Bombshells United #1

by Olivier Roth on September 06, 2017

Bombshells United #1

Writer: Marguerite Bennett

Artist: Marguerite Sauvage

Publisher: DC Comics


I will first come out and admit: I have never read any of DC Comics Bombshells before. I have been aware of the concept since its inception and find it to be a pretty cool take on the DC Heroines, but reading the comic: first time.


And as my first Bombshells comic, United does a good job of introducing me to the characters, it gives just enough backstory that I wasn’t too lost but also propels this new narrative forward, and I got a great sense of what to expect while reading this comic.


Bennett begins United by giving the readers a small guide to the setting of this book as well as some of the principal actors we will see going forward. We are in the middle World War II and amid the chaos that has sprung up, the heroines of the DC Universe in Bombshell form, have risen up to fight back all led by Wonder Woman herself, Diana of the Amazons. However, not all “evil” was being done in Europe during the Nazis reign: in the United States another type of stain marked the Second World War: the internment of Japanese American citizens. And this, from what I gather from the first chapter, becomes the crux of this particular story.

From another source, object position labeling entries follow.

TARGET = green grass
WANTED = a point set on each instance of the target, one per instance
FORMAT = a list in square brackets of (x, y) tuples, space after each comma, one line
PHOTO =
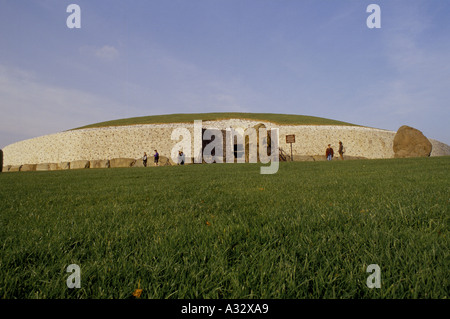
[(286, 119), (225, 231)]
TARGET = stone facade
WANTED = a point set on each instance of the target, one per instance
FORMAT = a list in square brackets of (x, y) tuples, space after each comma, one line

Bennett does a good job of right away introducing a few new characters specific to this story: two other members of Wonder Woman’s cast: Donna Troy and Cassie Sandsmark (Wonder Girls #1 and 2) as well as two female motorcycle riders Yuri and Yuki, who help Cassie with her “heist” of the train carrying Japanese Americans to the internment camps, and finally Dawnstar as Wonder Woman’s right hand woman.


Sauvage on art continues to be the perfect choice. Since she gets the only art credit in the comic, this leads me to believe that she has done it all and it shows. Everything is clean and precise. I want to point out her use of imprecise lines when drawing hair - she doesn’t use flat lines, but more of a crayon look. The colour pallet also gets high marks from me. She clearly distinguishes between the heroes from the villains by using bright, vibrant colours for the former and dark, reddish colours for the latter.  


For a first chapter, Bombshells United #1 does an excellent job of making you want to read and see more. Bennett and Sauvage continue a partnership that clearly works and are also tackling a subject matter not always widely talked about today.